Biphenylene is an organic compound with the formula (C_{6}H_{4})_{2}. It is a pale, yellowish solid with a hay-like odor. Despite its unusual structure, it behaves like a traditional polycyclic aromatic hydrocarbon.

==Bonding==
Biphenylene is a polycyclic hydrocarbon, composed of two benzene rings joined by two bridging bonds (as opposed to a normal ring fusion), thus forming a 6–4–6 arene system. The resulting planar structure was one of the first π-electronic hydrocarbon systems discovered to show evidence of antiaromaticity. The spectral and chemical properties show the influence of the central [4n] ring, leading to considerable interest in the system in terms of its degree of lessened aromaticity. Questions of bond alternation and ring currents have been investigated repeatedly. Both X-ray diffraction and electron diffraction studies show a considerable alternation of bond lengths, with the bridging bonds between the benzenoid rings having the unusually great length of 1.524 Å. The separation of the rings is also reflected by the absence of the transmission of NMR substituent effects through the central [4n] ring. However, more sensitive NMR evidence, and particularly the shifting of proton resonances to high field, does indicate the existence of electron delocalization in the central [4n] ring. This upfield shift has been interpreted in terms of diminished benzenoid ring currents, either with or without an accompanying paramagnetic ring current in the central [4n] ring. Magnetic susceptibility measurements also show a diminishing of both diamagnetic exaltation and diamagnetic anisotropy, relative to comparable pure [4n + 2] systems, which is also consistent with a reduction of ring current diamagnetism.
The electronic structure of biphenylene in the gas phase has the HOMO at a binding energy of 7.8 eV.

==Preparation==
Biphenylene was first synthesized by Lothrop in 1941.
The biphenylene structure can also be understood as a dimer of the reactive intermediate benzyne, which in fact serves as a major synthetic route, by heating the benzenediazonium-2-carboxylate zwitterion prepared from 2-aminobenzoic acid. Another approach is by N-amination of 1H-benzotriazole with hydroxylamine-O-sulfonic acid. The major product, 1-aminobenzotriazole, forms benzyne in an almost quantitative yield by oxidation with lead(IV) acetate, which rapidly dimerises to biphenylene in good yields.

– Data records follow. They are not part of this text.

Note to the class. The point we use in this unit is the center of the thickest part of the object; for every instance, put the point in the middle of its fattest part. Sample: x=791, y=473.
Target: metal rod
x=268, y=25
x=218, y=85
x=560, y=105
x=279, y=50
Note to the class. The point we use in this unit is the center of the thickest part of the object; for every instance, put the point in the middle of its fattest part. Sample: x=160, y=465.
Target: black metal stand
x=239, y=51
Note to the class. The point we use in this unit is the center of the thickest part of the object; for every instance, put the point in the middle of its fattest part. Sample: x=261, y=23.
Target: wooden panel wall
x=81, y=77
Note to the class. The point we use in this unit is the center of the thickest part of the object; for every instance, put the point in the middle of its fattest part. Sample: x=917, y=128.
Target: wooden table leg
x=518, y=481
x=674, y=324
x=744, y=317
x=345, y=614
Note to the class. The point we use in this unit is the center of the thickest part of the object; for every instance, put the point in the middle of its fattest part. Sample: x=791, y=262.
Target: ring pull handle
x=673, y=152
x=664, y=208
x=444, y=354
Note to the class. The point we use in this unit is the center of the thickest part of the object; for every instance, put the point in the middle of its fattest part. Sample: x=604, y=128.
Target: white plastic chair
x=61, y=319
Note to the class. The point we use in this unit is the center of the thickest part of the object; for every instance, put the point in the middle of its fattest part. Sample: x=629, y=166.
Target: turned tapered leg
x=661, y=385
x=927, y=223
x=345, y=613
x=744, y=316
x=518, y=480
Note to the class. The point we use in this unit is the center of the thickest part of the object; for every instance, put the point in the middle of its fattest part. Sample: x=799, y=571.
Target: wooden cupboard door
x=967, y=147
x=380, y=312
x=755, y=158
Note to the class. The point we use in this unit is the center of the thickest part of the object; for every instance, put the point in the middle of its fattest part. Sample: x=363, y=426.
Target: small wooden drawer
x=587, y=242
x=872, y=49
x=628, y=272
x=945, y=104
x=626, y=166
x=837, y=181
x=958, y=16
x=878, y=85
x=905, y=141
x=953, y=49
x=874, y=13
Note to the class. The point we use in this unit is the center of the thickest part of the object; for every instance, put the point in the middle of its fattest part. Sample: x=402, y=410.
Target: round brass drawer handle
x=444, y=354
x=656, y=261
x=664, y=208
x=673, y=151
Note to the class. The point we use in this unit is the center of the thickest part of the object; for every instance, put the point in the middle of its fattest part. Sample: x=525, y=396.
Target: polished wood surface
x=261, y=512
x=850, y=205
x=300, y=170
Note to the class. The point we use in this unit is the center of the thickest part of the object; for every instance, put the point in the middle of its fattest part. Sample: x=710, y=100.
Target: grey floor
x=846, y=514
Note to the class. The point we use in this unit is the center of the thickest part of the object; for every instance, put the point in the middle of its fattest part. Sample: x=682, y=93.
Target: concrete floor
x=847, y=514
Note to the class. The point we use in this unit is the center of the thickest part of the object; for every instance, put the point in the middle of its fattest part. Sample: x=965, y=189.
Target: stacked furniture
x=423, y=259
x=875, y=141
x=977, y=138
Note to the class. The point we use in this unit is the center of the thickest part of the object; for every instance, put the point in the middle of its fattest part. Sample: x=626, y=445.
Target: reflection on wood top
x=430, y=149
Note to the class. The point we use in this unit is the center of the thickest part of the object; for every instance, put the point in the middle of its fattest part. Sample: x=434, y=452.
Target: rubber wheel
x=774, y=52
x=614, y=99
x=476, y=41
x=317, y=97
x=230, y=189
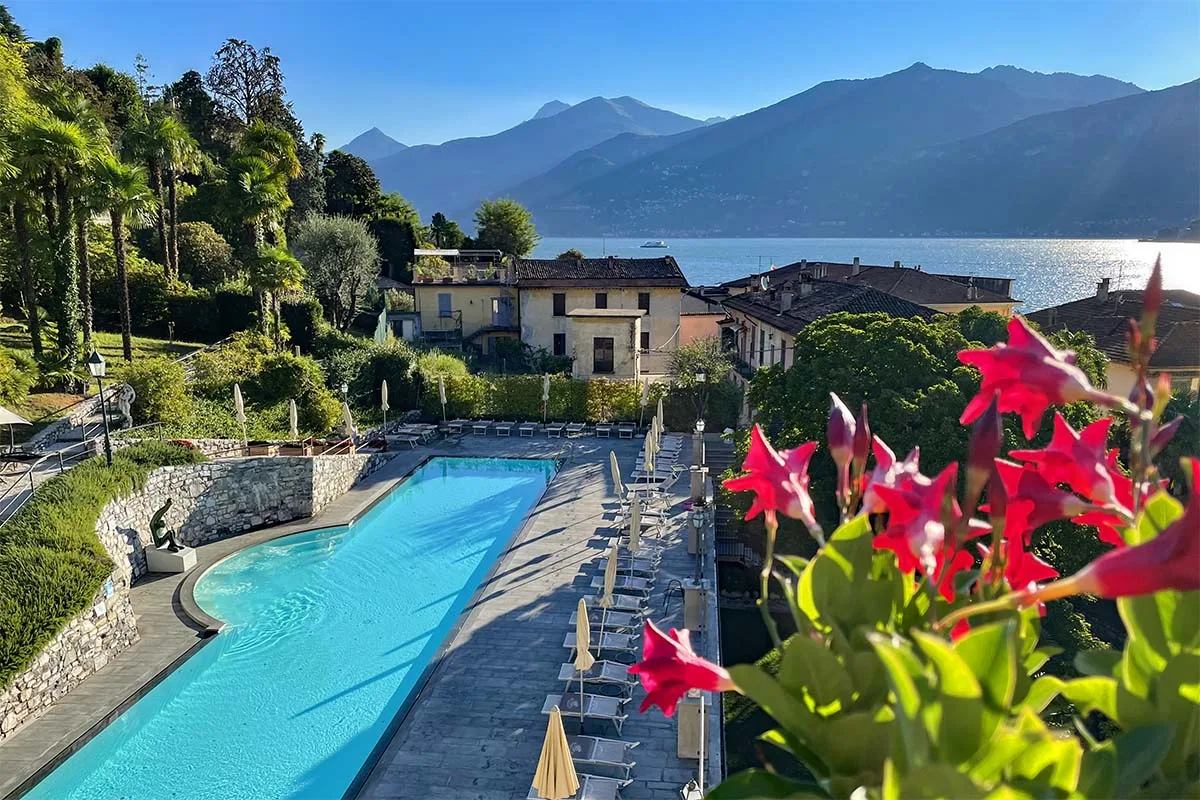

In the laboratory, flash vacuum pyrolysis of phthalic anhydride and other arylcarbonyls produces biphenylene.

==Higher biphenylenes==
Polycycles containing the biphenylene nucleus have also been prepared, some having considerable antiaromatic character. In general, additional 6-membered rings add further aromatic character, and additional 4-membered and 8-membered rings add antiaromatic character. However, the exact natures of the additions and fusions greatly affect the perturbations of the biphenylene system, with many fusions resulting in counter-intuitive stabilization by [4n] rings, or destabilization by 6-membered rings. This has led to significant interest in the systems by theoretical chemists and graph theoreticians.

===Network===
A complete 2-dimensional carbon sheet with biphenylene-like subunits has been proposed
and was in-depth investigated by theoretical means, finding a technologically relevant direct band gap of around 1 eV, excitonic binding energies of around 0.5 eV and potential as a gas sensor.

Later, researchers synthesized a biphenylene sheet consisting of sp^{2}-hybridized carbon atoms that formed four-, six-, and eight-membered rings on a smooth gold surface. A bottom-up two-step interpolymer dehydrofluorination of an adsorbed halogenated terphenyl molecule polymerization yielded ultraflat four- and eight-membered rings. The resulting allotrope was metallic.